Wednesday, July 14, 2021

On approving projects and investment asks

Recently, while speaking with Jim, we started talking about some of the investment asks that came to him over his career. He broke his explanation down in two parts.  

One, any technology company has to experiment with ideas.  Not all will succeed, but till you don't invest in some, you won't really get innovative new directions.  He said 'investors often asked me about our wasted spends on areas that didn't pan out.  and I always responded, show me a company whose investments and experiments pan out exactly as they outlined.  it doesn't work that way.'  He repeated his older phrase again: you have to light some sparks to ignite some fires.

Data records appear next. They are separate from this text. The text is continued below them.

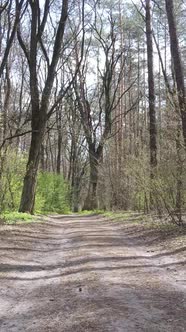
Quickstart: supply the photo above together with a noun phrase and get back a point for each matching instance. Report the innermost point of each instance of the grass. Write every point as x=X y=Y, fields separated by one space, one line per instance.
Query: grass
x=11 y=218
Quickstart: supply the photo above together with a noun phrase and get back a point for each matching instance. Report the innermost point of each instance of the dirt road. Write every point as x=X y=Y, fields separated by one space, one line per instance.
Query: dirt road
x=78 y=274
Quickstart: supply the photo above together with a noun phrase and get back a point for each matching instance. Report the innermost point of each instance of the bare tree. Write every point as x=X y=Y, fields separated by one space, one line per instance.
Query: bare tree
x=177 y=62
x=39 y=104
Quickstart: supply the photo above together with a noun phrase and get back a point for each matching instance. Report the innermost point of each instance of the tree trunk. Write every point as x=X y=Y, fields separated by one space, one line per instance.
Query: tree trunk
x=30 y=179
x=152 y=111
x=91 y=202
x=178 y=69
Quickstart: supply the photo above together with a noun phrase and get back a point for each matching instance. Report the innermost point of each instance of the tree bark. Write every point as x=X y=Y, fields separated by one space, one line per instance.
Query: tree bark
x=40 y=106
x=178 y=69
x=91 y=202
x=152 y=111
x=30 y=179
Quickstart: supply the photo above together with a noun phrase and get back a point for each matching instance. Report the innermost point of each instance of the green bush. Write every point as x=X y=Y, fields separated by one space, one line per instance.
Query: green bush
x=52 y=193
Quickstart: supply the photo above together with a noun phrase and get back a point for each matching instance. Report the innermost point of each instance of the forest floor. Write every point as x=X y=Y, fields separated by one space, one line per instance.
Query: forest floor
x=87 y=273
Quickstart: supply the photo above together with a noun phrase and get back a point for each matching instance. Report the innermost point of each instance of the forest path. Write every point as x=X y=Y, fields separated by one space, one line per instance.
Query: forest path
x=78 y=274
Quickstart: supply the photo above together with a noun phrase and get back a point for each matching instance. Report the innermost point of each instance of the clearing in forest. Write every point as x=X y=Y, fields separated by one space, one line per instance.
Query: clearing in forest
x=86 y=273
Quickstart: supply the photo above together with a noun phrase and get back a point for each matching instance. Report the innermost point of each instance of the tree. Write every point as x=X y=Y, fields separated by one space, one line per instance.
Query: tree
x=39 y=104
x=152 y=111
x=177 y=62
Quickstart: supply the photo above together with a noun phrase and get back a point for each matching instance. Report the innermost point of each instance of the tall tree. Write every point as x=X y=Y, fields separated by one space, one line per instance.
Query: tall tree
x=152 y=109
x=39 y=104
x=177 y=62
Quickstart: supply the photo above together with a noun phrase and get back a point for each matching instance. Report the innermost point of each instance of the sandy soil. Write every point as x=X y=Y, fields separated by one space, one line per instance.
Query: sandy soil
x=78 y=274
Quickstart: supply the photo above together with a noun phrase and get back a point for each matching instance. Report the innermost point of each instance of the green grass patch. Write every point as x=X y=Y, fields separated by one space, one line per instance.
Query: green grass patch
x=11 y=218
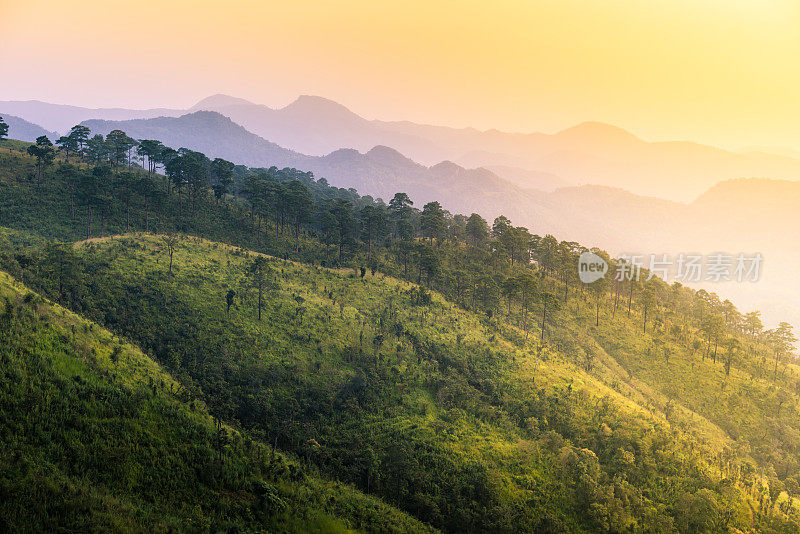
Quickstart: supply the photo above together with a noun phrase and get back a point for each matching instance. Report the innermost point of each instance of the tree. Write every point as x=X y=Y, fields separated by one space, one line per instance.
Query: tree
x=229 y=296
x=70 y=175
x=299 y=204
x=782 y=341
x=432 y=221
x=261 y=278
x=195 y=172
x=102 y=198
x=222 y=175
x=477 y=229
x=527 y=289
x=150 y=149
x=732 y=347
x=342 y=210
x=118 y=144
x=400 y=213
x=145 y=188
x=79 y=134
x=87 y=192
x=68 y=145
x=96 y=149
x=374 y=221
x=598 y=288
x=509 y=288
x=176 y=172
x=752 y=323
x=429 y=263
x=500 y=226
x=647 y=300
x=170 y=243
x=60 y=266
x=44 y=154
x=329 y=227
x=549 y=302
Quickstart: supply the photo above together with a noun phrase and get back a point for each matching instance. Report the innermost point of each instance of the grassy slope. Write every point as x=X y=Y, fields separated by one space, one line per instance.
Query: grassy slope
x=682 y=394
x=94 y=444
x=323 y=348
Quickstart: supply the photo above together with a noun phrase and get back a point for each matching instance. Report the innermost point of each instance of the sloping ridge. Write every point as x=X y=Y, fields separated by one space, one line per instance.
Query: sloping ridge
x=97 y=426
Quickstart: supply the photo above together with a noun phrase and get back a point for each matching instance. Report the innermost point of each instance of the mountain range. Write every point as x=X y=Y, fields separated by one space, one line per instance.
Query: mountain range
x=589 y=153
x=23 y=130
x=728 y=213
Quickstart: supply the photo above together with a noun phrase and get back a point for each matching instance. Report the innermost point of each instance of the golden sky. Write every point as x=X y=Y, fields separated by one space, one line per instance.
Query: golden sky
x=718 y=71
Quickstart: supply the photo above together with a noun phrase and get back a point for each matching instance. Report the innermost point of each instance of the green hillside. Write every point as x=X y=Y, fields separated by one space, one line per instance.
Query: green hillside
x=96 y=436
x=458 y=372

Two, if the investment ask is modest, I am generally ok.  When I prodded some more, he outlined his mental model.

He said, typically, I look at four things:

1) is the idea interesting?  As finance professionals we obviously can't know (and don't need to know) all the technicalities and specifics.  But does the idea seem interesting, and with some chance of success?  we need to ask appropriate questions for that understanding.

2) is the return compelling?  this is more straight forward and based on some math model.

3) is the investment modest?  this is important.  You obviously can't run several experiments.  So you evaluate tradeoffs and assess how much incremental investment is needed.  As long as it is few engineers, and some ancillary expenses such as marketing, gtm, etc., to assess the success possibility, you should let it happen.

4) will this idea distract the leader from the core business?  this is the most critical criteria.  Experiments have to happen.  but unless your job is to experiment, the focus needs to be on the core business.  

In larger companies, there is more latitude to get distracted from the core business.  But in smaller companies like yours, building the core business becomes even more important.  If the experiment distracts the leader from core business, then it is probably required to hire someone else to handle the project under the leader.